By adding silane-modified organic dye molecules, the Stober technique integrates fluorescent NPs. The allylation and hydrolyzation processes can be used to synthesize these changed compounds. Similar optical characteristics with exceptional photostability have been observed in the produced fluorescent NPs and PR254A (allylated pigment red 254). In order to increase the binding affinity of poly (N-vinyl-2-pyrrolidone) (PVP)-coated Si NPs for fingerprint detection, PVP is added to their surface. Fluorescent Si NPs have the potential to improve fingerprint detection on hydrophobic and hydrophilic surfaces for individual identification due to their simple fabrication and controllable surface qualities [15].
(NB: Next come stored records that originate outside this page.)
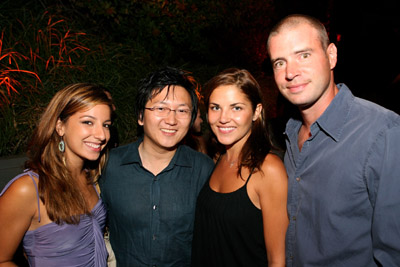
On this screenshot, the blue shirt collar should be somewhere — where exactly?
[121,137,192,170]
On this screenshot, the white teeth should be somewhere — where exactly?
[86,143,100,148]
[161,129,176,133]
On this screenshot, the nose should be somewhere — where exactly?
[286,61,299,81]
[219,109,231,123]
[94,125,110,142]
[164,110,176,125]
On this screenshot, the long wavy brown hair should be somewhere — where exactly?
[204,68,272,177]
[25,83,112,224]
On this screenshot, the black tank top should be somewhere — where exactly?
[192,173,268,267]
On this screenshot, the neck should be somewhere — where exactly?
[138,141,177,175]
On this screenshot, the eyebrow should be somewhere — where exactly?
[271,47,314,64]
[209,102,246,107]
[154,101,190,108]
[79,115,112,122]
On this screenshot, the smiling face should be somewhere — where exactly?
[56,104,111,165]
[138,86,192,151]
[268,23,337,112]
[208,85,262,151]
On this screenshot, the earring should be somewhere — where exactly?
[58,137,65,153]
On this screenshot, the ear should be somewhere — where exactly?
[138,113,144,126]
[326,43,337,70]
[56,119,65,136]
[253,103,262,121]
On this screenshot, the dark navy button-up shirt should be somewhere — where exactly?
[285,84,400,267]
[100,140,214,267]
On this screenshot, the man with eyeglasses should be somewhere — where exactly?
[100,67,214,267]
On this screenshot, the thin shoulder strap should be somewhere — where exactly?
[245,168,255,186]
[0,169,40,222]
[27,171,40,222]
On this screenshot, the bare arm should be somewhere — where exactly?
[0,176,37,267]
[258,154,289,267]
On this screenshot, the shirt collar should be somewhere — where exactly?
[286,83,354,141]
[315,83,354,141]
[121,137,192,170]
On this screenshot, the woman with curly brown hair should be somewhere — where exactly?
[0,83,112,266]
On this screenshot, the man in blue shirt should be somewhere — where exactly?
[268,15,400,267]
[100,67,214,267]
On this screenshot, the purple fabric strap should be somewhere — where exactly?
[0,169,40,222]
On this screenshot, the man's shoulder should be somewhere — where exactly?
[110,141,137,157]
[351,97,400,128]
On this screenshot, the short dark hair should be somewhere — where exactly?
[267,14,330,53]
[135,66,199,125]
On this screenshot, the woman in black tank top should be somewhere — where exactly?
[192,69,288,267]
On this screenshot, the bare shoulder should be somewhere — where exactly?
[261,153,287,180]
[0,175,38,204]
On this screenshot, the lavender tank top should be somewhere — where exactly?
[0,171,108,267]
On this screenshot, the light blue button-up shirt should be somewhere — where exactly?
[285,84,400,267]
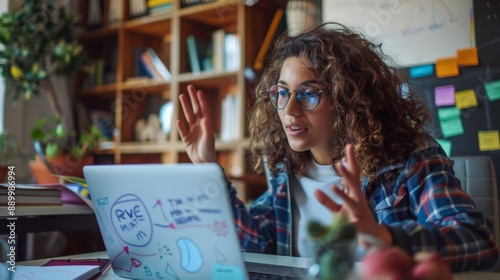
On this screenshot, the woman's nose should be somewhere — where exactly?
[285,91,302,115]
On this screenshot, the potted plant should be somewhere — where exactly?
[0,0,93,183]
[30,116,103,183]
[0,130,17,183]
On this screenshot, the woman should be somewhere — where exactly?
[177,23,498,271]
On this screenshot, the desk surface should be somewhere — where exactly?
[17,251,500,280]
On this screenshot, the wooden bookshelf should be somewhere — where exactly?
[76,0,286,199]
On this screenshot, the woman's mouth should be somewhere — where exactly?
[287,126,307,136]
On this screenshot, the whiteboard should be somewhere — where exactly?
[322,0,475,66]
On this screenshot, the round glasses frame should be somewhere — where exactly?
[266,85,324,111]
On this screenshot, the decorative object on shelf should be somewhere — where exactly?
[135,114,165,143]
[90,110,115,141]
[286,0,321,36]
[0,0,93,185]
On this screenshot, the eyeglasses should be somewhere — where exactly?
[267,85,323,111]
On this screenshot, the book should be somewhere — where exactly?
[212,29,226,72]
[147,0,173,8]
[108,0,124,27]
[186,35,201,73]
[0,184,63,206]
[224,33,241,71]
[0,183,92,208]
[128,0,148,18]
[87,0,104,29]
[149,3,173,15]
[181,0,216,7]
[253,9,284,71]
[220,93,241,142]
[146,48,172,80]
[141,51,163,80]
[13,265,100,280]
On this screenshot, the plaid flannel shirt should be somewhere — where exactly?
[229,139,499,271]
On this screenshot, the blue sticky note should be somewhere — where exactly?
[211,264,246,280]
[410,64,434,78]
[436,139,451,156]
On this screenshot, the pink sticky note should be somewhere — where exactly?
[434,85,455,107]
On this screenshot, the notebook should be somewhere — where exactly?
[83,163,306,280]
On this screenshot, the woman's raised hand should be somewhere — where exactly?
[176,85,217,163]
[314,144,392,247]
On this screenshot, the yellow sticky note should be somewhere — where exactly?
[477,130,500,151]
[436,57,459,78]
[455,89,477,109]
[457,47,479,66]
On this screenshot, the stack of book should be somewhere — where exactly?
[147,0,173,15]
[0,184,62,206]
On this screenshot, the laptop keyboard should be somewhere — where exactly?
[248,271,300,280]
A unique emerging agent for fingerprint detection can be made from mesoporous MSNPs with a particle size as small as 50 nm. A form of dye, methylene blue molecules, can improve the contrast of produced fingerprints when combined with nanomaterials. The two techniques for generating fingerprints are suspension and powder. Additionally, the powder approach exhibits a better effect on fingerprint growth than the other method and is successful in detecting the sweat pores of fingerprints [16]. The inventions and advances made possible by nanotechnology have had a huge influence on how fingerprint development procedures are now more sensitive and selective. Nanomaterials can be used to improve the development of fingerprint ridges, luminous fingerprints, and chemical probing. As a result, it is shown that the spherical mono-dispersed method is extremely effective in leaving fingerprints on both semi-porous and non-porous surfaces [17,18].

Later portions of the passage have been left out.